I have not been this happy since a very long time. It is a happiness that doesn’t come two times in life. There are thousands of happiness and I have experienced most of them and most of the time I’m always happy because of my lifestyle and my life choices. But there are some kinds of happiness that you cannot make even by making the right choices or even the best choices. These happinesses just happened out of synchronicity or we can say the blessing of the ascended masters. The happiness that I’m talking about now doesn’t have to have a material validity but it definitely has to have a spiritual validity.
The immediate parallel to this happiness that I felt was when I met Steve 25 years ago and he gave me the hope that I could start a life in Singapore or any developed country. Eventually after six months of correspondence that possibility became a reality but even if it hadn’t the hope that I felt the completion that I felt made me infinitely happy at that time. At that time I needed someone to show me a hope to support my energy that was going haywire.
Fast forward 25 years after and yesterday I have felt this anger inside of me or you can say this frustration inside of me that no one could understand me, that I was not appreciated, that this immense power of mine would never find a resting place. This anger would rise and eventually it will fall out of frustration because nobody can stay that high all the time.

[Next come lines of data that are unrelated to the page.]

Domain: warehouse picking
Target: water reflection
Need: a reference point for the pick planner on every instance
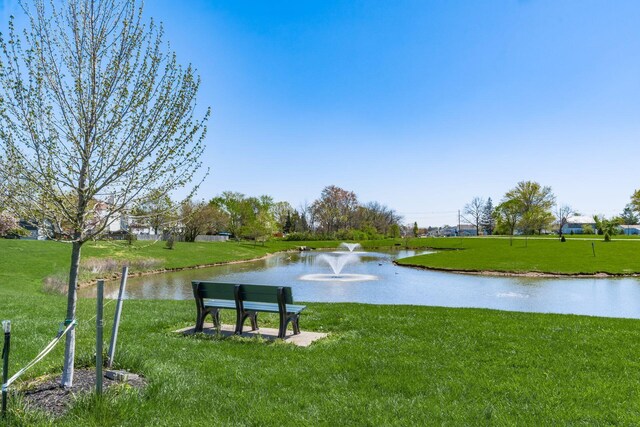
(614, 297)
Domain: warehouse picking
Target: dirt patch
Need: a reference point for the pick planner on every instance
(47, 395)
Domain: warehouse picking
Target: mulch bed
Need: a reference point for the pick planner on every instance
(49, 397)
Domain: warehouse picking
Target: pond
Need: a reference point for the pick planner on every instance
(385, 283)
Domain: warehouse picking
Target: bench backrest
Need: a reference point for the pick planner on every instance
(265, 293)
(256, 293)
(213, 290)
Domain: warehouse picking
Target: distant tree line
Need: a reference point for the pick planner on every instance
(530, 208)
(336, 214)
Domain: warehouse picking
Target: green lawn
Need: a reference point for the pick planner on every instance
(381, 365)
(575, 256)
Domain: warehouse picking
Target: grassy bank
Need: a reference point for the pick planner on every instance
(381, 365)
(575, 256)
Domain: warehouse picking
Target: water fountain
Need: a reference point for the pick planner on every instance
(350, 246)
(337, 261)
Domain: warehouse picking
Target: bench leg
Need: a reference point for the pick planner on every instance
(282, 331)
(239, 321)
(216, 320)
(254, 320)
(294, 323)
(200, 321)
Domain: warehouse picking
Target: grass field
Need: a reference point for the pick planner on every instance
(381, 365)
(575, 256)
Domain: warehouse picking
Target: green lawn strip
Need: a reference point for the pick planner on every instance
(381, 365)
(532, 255)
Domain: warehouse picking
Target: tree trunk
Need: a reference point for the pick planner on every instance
(72, 298)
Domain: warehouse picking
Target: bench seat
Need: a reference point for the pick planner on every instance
(248, 301)
(272, 308)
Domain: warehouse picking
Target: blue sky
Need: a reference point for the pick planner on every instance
(420, 105)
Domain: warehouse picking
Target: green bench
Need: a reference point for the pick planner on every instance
(247, 301)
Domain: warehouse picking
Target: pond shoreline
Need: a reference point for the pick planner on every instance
(498, 273)
(116, 276)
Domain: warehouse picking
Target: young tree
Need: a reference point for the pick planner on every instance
(635, 201)
(157, 211)
(335, 209)
(608, 227)
(8, 223)
(628, 216)
(562, 213)
(93, 107)
(488, 222)
(508, 215)
(281, 212)
(234, 204)
(474, 210)
(199, 218)
(534, 204)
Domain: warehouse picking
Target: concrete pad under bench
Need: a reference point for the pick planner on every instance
(303, 339)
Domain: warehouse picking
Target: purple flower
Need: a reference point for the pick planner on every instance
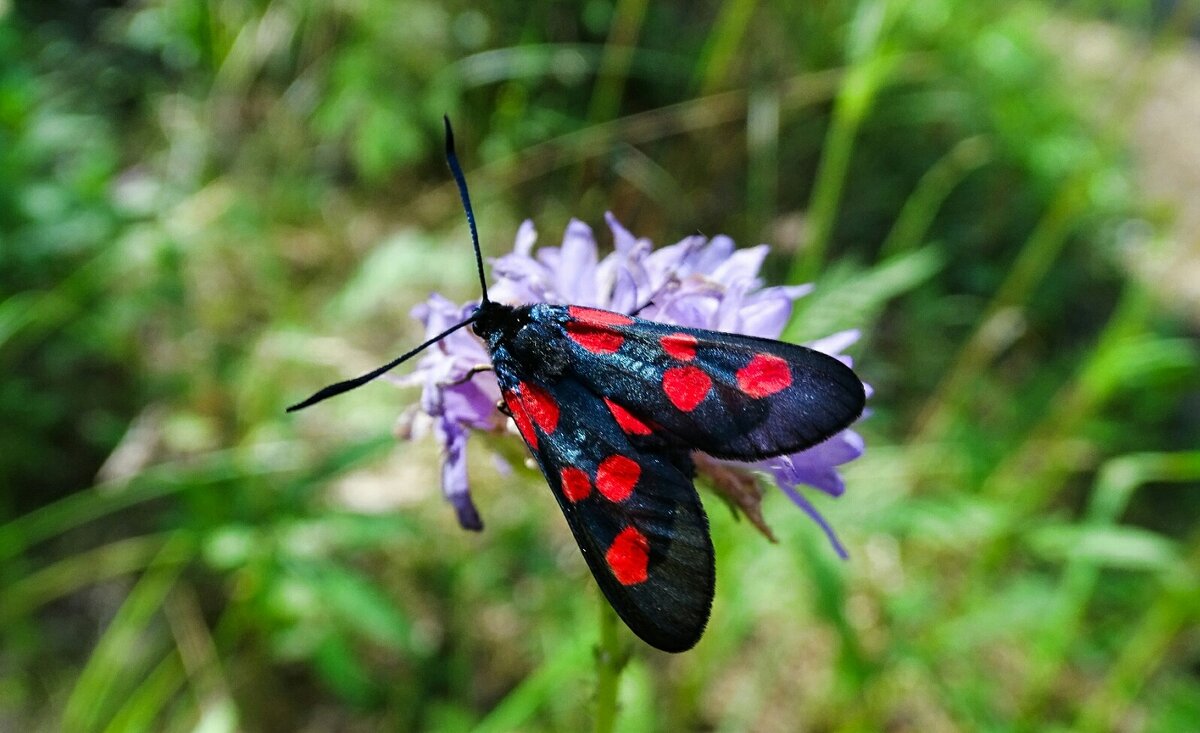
(697, 282)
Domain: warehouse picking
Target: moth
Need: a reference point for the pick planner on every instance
(612, 407)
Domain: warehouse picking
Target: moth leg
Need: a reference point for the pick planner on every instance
(471, 372)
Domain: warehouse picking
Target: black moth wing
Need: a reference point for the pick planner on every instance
(642, 530)
(731, 396)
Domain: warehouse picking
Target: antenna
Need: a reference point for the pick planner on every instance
(456, 170)
(349, 384)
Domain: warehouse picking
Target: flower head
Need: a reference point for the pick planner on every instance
(697, 282)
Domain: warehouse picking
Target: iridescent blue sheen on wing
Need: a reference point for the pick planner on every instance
(633, 509)
(731, 396)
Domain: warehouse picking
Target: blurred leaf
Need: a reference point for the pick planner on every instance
(1122, 547)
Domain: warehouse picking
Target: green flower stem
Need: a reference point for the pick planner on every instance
(610, 662)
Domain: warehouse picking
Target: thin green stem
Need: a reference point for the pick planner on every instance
(610, 662)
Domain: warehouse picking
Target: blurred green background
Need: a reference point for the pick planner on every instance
(210, 208)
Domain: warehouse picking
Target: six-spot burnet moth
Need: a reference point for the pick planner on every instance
(612, 407)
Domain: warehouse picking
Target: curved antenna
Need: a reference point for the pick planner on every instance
(349, 384)
(456, 170)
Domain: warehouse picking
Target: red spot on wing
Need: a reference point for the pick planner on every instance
(601, 318)
(617, 476)
(576, 484)
(522, 419)
(687, 386)
(595, 338)
(681, 346)
(628, 557)
(540, 406)
(631, 425)
(765, 376)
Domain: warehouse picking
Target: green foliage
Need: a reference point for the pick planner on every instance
(209, 206)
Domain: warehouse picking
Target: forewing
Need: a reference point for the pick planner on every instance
(727, 395)
(635, 514)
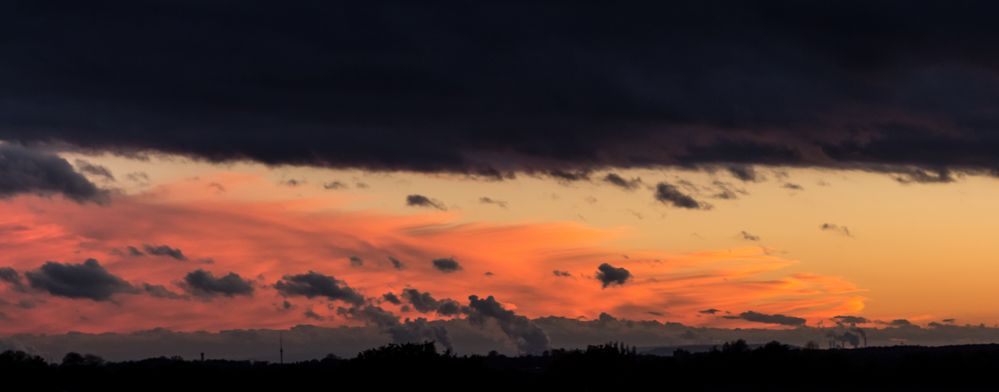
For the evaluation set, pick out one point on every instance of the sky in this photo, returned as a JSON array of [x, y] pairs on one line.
[[408, 171]]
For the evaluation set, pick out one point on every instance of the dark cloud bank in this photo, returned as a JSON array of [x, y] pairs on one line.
[[466, 337], [490, 87]]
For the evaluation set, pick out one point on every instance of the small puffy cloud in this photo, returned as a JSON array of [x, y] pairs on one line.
[[834, 228], [313, 284], [162, 250], [621, 182], [778, 319], [446, 265], [26, 171], [423, 201], [488, 200], [87, 280], [749, 236], [204, 284], [669, 194], [610, 275], [94, 169]]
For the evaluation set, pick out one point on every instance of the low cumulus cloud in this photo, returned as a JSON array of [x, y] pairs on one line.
[[313, 284], [446, 265], [528, 337], [94, 169], [423, 201], [204, 284], [87, 280], [778, 319], [834, 228], [489, 200], [669, 194], [609, 275], [26, 171], [621, 182], [424, 302], [162, 250]]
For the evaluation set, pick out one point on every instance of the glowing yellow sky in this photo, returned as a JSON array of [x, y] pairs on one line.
[[918, 251]]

But this morning as I was spending time with Goddess I was able to totally rest that energy of mine in her existence and then had felt like I finally was wearing clothes or perfect fitting gloves. As you can imagine I felt so protected so part of her.
Slowly felt that I finally have reached home, I finally had found the place that belonged and finally somebody someone would have the capacity or has the capacity to absorb it for as I have without question without condition, without doubt. this 2nd happiness was a shattering moment I would compare to that moment when my life was changed because I met Steve who was able to give me this chance to experience what I needed to. Of course this time I need to travel overseas because I already have done that but I just needed goddess to take my energy to validate it and this is what it happened.
so my happiness knows no bounds now.
I thanked goddess for maybe a dozen or three dozen times today. Even she got tired of all my thank you comments but I never felt so at home ever in my life.
So if you are reading, this goddess, thank you again.
Till yesterday I thought that I would have to die and take every birth to experience this with you but in this lifetime itself I experienced it right now but before I turn 50. I know a lot has to do with my meditation and my good karma as well as your karma and the will of God but all said I am home in you my goddess now.